Abstract
Traditional Chinese medicine (TCM) has been widely practiced and is considered as an attractive to conventional medicine. Multi-herb recipes have been routinely used in TCM. These have been formulated by using TCM-defined herbal properties (TCM-HPs), the scientific basis of which is unclear. The usefulness of TCM-HPs was evaluated by analyzing the distribution pattern of TCM-HPs of the constituent herbs in 1161 classical TCM prescriptions, which shows patterns of multi-herb correlation. Two artificial intelligence (AI) methods were used to examine whether TCM-HPs are capable of distinguishing TCM prescriptions from non-TCM recipes. Two AI systems were trained and tested by using 1161 TCM prescriptions, 11,202 non-TCM recipes, and two separate evaluation methods. These systems correctly classified 83.1-97.3% of the TCM prescriptions, 90.8-92.3% of the non-TCM recipes.

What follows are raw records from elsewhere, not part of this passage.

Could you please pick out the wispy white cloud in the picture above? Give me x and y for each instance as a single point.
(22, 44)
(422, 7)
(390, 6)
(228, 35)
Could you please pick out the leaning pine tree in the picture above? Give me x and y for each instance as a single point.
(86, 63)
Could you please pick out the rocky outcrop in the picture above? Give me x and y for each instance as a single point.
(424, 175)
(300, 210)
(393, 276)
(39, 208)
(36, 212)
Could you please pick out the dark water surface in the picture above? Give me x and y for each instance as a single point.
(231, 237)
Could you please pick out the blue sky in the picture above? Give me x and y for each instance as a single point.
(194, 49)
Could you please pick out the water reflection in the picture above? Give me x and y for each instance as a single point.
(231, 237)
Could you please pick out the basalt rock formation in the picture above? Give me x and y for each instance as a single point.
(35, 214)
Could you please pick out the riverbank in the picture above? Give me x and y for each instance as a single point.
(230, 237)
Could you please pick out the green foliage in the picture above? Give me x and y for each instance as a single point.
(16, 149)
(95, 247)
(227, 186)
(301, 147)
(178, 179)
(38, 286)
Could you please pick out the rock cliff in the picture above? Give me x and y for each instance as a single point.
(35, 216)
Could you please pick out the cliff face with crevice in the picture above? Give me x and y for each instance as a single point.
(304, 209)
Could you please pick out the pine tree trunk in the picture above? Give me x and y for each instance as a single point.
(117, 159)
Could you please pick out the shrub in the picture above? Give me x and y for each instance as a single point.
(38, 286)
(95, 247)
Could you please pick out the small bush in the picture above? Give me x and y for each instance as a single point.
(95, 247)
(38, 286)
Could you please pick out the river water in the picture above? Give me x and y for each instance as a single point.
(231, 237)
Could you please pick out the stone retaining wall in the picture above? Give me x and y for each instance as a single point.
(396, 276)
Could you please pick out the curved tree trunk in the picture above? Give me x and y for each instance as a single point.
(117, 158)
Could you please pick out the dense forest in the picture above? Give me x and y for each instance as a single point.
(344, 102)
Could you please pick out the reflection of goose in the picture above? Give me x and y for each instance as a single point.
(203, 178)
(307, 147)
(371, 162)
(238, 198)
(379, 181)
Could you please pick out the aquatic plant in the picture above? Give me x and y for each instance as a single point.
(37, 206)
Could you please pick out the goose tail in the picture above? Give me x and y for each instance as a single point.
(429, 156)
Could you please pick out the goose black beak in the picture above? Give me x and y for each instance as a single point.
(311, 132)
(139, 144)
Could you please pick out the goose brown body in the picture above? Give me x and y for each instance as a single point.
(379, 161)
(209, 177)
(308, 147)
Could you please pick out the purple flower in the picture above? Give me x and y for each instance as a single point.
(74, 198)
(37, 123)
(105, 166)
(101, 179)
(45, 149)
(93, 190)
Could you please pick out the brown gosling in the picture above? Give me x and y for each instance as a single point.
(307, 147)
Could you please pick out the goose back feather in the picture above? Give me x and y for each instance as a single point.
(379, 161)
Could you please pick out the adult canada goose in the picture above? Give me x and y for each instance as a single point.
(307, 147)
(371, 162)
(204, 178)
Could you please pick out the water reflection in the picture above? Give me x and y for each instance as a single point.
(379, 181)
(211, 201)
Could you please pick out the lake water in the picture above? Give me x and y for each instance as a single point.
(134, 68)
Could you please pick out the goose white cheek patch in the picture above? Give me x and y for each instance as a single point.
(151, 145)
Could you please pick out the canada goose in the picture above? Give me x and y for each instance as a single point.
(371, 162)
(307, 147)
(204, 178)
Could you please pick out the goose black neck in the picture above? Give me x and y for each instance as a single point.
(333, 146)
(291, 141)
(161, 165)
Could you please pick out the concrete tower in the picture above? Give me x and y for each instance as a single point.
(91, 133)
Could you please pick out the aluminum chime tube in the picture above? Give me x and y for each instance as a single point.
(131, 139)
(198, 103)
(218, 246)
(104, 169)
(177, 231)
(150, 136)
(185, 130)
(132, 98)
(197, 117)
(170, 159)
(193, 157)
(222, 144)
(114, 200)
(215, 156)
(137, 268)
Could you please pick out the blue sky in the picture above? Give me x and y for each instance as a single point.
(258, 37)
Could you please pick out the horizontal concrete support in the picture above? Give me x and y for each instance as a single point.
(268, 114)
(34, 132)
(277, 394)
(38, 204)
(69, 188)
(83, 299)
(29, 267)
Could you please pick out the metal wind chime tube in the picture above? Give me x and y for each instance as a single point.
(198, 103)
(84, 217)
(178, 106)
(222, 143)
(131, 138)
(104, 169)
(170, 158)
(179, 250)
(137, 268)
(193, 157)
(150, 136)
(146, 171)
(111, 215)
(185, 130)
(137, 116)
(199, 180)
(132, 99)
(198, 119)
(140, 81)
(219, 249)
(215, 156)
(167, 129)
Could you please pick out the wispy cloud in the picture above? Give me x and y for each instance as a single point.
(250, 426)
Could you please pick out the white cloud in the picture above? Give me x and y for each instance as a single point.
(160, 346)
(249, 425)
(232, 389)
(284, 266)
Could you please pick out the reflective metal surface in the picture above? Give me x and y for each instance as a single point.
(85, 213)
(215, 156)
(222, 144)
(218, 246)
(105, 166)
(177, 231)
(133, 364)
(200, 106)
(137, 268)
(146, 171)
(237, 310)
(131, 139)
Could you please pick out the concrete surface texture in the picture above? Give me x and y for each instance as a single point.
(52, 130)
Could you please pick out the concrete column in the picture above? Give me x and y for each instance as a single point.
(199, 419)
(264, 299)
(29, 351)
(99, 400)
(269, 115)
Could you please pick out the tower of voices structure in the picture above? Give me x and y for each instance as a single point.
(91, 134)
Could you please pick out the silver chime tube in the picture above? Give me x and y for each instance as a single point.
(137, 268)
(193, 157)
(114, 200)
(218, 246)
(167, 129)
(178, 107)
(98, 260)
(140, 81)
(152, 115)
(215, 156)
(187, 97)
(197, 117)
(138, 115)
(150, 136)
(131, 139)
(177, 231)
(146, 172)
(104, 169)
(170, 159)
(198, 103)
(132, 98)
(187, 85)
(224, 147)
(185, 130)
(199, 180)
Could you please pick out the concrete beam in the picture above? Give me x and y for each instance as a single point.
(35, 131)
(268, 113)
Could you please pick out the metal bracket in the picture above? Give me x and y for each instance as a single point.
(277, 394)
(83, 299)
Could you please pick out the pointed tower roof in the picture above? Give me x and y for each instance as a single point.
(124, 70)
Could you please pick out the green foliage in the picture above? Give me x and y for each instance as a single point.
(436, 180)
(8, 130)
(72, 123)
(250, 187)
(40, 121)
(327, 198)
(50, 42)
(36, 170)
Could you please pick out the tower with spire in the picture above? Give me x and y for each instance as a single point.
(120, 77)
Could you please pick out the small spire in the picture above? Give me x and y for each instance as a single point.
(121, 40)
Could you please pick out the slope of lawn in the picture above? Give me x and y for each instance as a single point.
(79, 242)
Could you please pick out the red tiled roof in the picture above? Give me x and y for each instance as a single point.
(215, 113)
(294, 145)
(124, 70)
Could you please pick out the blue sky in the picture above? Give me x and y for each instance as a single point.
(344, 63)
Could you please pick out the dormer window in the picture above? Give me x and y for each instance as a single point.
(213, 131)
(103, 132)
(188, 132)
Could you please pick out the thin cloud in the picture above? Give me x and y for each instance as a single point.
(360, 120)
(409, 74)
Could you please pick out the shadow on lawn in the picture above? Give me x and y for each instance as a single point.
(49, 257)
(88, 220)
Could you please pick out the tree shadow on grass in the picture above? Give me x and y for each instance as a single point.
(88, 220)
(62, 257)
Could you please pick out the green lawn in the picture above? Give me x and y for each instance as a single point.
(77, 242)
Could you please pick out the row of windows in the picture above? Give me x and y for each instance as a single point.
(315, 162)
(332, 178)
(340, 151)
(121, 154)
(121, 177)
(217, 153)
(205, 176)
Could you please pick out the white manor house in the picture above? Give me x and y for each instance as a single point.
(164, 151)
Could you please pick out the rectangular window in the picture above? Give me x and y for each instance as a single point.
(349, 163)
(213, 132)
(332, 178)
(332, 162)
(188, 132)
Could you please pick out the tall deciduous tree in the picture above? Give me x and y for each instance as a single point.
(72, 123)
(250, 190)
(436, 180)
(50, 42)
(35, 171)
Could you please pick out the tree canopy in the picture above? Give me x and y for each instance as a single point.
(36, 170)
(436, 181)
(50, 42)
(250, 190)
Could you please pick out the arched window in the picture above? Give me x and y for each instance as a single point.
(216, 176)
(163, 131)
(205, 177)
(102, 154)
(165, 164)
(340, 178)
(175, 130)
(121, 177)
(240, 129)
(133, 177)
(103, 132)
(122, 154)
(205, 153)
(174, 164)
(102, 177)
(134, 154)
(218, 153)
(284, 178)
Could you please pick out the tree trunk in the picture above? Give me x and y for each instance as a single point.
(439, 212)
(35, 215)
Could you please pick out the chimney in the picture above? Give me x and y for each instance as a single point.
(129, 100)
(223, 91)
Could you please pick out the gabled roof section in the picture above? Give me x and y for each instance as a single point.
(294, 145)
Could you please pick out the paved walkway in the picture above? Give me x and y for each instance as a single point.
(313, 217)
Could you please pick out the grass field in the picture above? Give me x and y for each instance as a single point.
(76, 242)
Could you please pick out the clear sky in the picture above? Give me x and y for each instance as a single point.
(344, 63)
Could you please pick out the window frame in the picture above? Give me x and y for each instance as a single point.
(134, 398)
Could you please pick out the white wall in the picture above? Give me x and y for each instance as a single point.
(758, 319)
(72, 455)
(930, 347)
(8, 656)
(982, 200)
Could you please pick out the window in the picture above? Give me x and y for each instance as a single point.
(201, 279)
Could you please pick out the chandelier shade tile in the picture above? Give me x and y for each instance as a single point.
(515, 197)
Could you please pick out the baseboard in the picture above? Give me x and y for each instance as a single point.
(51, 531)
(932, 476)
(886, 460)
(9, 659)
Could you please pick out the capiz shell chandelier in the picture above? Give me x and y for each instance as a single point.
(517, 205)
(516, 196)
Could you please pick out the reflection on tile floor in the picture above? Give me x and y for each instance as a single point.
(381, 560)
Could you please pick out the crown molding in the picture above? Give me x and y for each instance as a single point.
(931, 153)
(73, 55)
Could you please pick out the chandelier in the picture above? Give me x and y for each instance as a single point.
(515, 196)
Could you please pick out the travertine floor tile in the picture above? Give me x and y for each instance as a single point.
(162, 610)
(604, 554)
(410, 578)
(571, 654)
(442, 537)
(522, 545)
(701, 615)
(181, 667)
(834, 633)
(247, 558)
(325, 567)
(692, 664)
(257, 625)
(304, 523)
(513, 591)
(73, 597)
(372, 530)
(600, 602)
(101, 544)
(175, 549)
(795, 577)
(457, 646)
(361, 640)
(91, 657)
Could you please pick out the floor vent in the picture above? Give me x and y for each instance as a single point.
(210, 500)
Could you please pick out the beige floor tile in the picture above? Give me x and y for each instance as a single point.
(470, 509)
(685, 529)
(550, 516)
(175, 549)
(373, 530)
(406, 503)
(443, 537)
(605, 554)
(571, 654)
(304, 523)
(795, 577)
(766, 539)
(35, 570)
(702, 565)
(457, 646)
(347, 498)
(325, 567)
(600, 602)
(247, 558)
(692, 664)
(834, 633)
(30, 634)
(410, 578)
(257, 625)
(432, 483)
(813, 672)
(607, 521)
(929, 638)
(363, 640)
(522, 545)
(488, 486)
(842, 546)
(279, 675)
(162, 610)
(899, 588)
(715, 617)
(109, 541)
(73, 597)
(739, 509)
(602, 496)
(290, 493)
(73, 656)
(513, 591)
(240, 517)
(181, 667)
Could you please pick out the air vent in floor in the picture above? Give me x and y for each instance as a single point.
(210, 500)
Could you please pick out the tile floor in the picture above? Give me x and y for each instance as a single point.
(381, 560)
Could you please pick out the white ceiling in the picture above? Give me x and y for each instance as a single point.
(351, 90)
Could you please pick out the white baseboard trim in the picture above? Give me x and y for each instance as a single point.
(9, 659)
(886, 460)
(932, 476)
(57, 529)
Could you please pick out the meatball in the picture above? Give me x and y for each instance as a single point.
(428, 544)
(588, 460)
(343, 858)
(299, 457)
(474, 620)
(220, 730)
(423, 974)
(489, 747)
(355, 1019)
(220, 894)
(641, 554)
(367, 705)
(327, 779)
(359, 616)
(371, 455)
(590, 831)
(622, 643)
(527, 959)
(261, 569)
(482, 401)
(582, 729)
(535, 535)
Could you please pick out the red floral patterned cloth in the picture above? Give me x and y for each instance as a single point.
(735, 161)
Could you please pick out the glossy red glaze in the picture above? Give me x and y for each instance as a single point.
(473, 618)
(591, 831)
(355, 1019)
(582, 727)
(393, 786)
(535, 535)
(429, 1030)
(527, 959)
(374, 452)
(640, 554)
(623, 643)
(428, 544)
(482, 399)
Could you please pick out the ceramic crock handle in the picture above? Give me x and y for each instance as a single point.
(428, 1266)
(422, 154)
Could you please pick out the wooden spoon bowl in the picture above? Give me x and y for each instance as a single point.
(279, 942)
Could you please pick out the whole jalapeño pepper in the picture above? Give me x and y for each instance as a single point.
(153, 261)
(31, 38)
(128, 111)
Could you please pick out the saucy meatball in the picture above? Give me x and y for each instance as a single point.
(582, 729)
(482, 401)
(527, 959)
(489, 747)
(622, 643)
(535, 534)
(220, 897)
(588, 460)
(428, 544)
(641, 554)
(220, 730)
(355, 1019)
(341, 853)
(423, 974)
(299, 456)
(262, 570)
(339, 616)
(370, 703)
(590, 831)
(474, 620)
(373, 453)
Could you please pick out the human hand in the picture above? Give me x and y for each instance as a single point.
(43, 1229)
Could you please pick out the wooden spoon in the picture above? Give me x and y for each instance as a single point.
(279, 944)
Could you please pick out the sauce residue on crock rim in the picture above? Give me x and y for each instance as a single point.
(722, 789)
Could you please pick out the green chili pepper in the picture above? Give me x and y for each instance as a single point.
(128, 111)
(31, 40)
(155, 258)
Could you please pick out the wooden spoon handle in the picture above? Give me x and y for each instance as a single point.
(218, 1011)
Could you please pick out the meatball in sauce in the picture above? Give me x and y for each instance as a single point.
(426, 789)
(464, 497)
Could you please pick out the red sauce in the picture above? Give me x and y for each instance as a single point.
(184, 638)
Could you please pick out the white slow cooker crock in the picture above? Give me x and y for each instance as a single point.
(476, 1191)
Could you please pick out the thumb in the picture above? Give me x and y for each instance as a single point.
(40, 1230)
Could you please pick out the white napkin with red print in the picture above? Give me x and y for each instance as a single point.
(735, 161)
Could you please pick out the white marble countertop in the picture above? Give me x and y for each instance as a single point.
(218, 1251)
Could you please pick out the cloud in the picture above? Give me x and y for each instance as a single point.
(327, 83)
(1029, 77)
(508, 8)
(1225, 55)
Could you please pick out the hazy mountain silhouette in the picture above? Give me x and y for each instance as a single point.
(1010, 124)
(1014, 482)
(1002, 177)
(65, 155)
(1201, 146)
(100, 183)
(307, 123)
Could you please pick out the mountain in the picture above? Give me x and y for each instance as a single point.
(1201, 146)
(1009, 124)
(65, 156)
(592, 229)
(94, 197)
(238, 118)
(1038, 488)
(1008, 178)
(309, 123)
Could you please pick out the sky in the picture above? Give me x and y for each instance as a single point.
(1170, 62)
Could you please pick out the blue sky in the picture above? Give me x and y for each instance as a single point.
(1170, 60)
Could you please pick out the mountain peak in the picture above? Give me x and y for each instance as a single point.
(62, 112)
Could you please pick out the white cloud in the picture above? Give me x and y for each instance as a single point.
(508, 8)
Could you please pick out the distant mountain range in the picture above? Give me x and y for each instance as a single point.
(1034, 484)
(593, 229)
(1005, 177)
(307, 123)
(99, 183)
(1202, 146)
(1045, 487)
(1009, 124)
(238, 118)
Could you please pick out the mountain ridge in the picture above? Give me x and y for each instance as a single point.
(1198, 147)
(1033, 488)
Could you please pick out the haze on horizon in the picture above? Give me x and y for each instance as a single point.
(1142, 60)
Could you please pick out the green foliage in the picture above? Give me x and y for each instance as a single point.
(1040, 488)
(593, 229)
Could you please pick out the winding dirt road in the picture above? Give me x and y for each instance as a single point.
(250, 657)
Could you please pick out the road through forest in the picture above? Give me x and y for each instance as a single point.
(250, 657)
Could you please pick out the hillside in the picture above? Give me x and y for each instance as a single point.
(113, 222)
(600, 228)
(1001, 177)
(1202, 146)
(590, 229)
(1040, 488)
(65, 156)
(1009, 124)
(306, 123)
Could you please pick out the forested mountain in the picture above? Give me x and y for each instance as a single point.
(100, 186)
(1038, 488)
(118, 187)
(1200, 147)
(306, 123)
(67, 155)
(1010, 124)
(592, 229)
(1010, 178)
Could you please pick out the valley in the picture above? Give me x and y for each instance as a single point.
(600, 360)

These results suggest that TCM-HPs are capable of separating TCM prescriptions from non-TCM recipes, which are useful for formulating TCM prescriptions and consistent with the expected correlation between TCM-HPs and the physicochemical properties of herbal ingredients responsible for producing the collective pharmacological and other effects of specific TCM prescriptions.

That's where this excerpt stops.